Adjusting the Set for Students at Different Levels

For students who are still uncertain about basic contractions, start with worksheets that use only the ten or twelve highest-frequency pairs — don't, can't, won't, it's, I'm, they're, we're, he's, she's, isn't — before any possession work begins. The narrower word set keeps cognitive demand on the apostrophe function itself rather than on unfamiliar vocabulary. Pair the worksheet with a two-column reference card showing the full form and the contraction side by side.

Students who have contractions solid and need a greater challenge can move to plural possessives and the its / it's distinction. Ask them to write their own sentence pairs — one using possession, one using a contraction — from a noun or pronoun listed on the worksheet. Writing original examples is a considerably harder task than correcting errors someone else made. The 4th grade apostrophes worksheets pdf set includes open-ended response sections on several worksheets that work well for this group without requiring separate materials.

Frequently Asked Questions

Why do fourth graders still struggle with apostrophes when they learned the rules in second grade?

Second-grade instruction introduces the rule, but automaticity takes longer to develop. Most students can apply apostrophes correctly when a task explicitly prompts them. The skill breaks down in independent writing, where students are managing ideas, sentence structure, spelling, and punctuation simultaneously. Grade 4 is the appropriate point to require that the rule operates without a prompt, which is why targeted review remains necessary even for students who tested well on the skill two years earlier.

Do these worksheets work as an introduction to the topic, or only as follow-up?

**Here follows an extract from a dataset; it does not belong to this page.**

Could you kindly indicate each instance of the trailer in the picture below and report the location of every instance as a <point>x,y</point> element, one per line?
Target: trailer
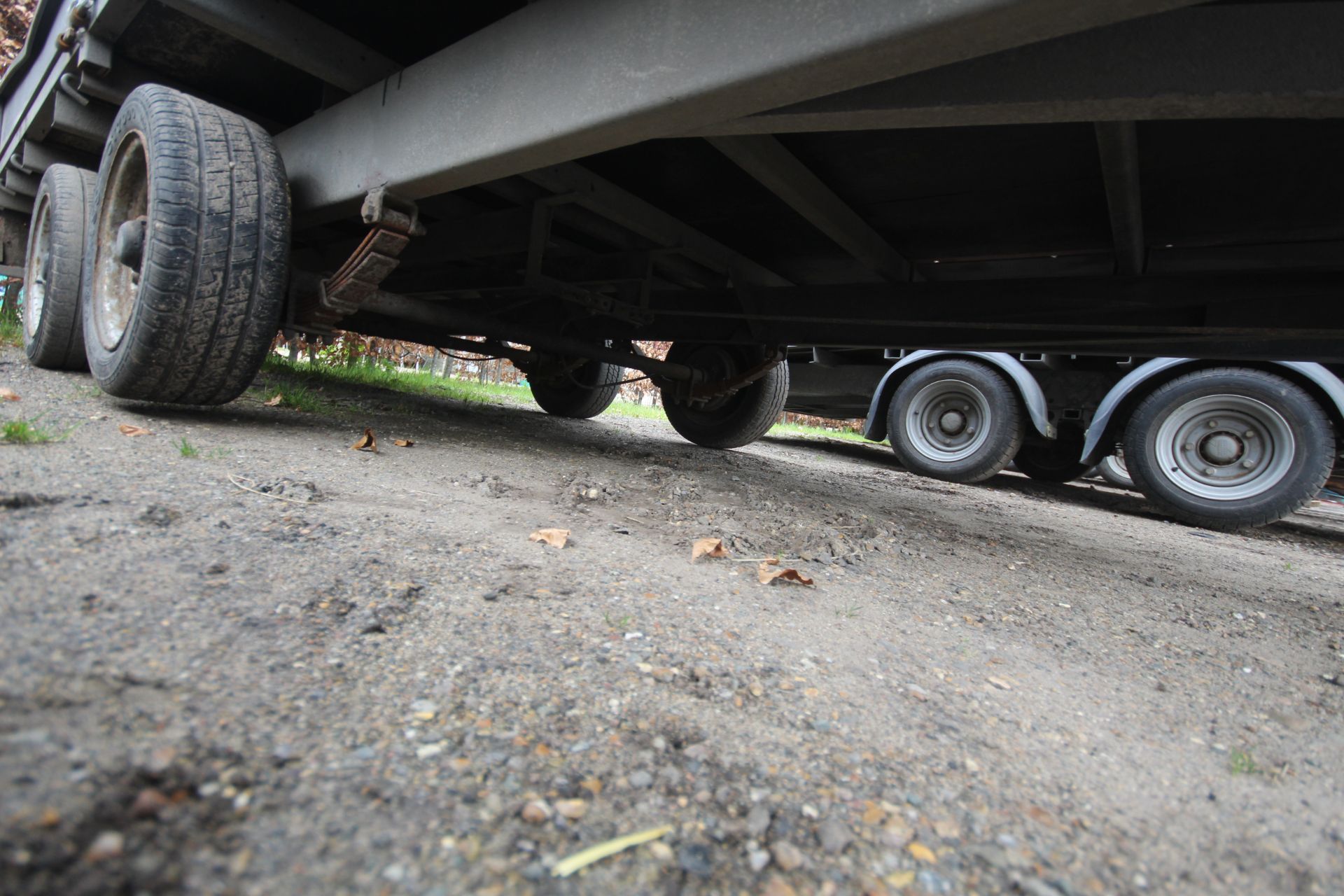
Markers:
<point>1145,178</point>
<point>1212,442</point>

Follow-up. A worksheet without a prior lesson gives students no basis for resolving the errors they encounter. Assign the worksheet the same day as instruction, use it for review the following morning, or send it home that evening — all of these work. Using it as the introduction to the rule does not.

How many worksheets does a student who needs reteaching actually need to work through?

Fewer than most teachers expect. Two or three focused worksheets on the specific error type — not a long mixed set — give a clearer picture of whether the skill is consolidating. If a student still makes the same error after three worksheets on that specific form, the gap is usually in noun function understanding, not in apostrophe rules, and instruction needs to address that first. Using 4th grade apostrophes worksheets pdf resources as a brief diagnostic before planning intervention saves time and keeps reteach sessions more targeted.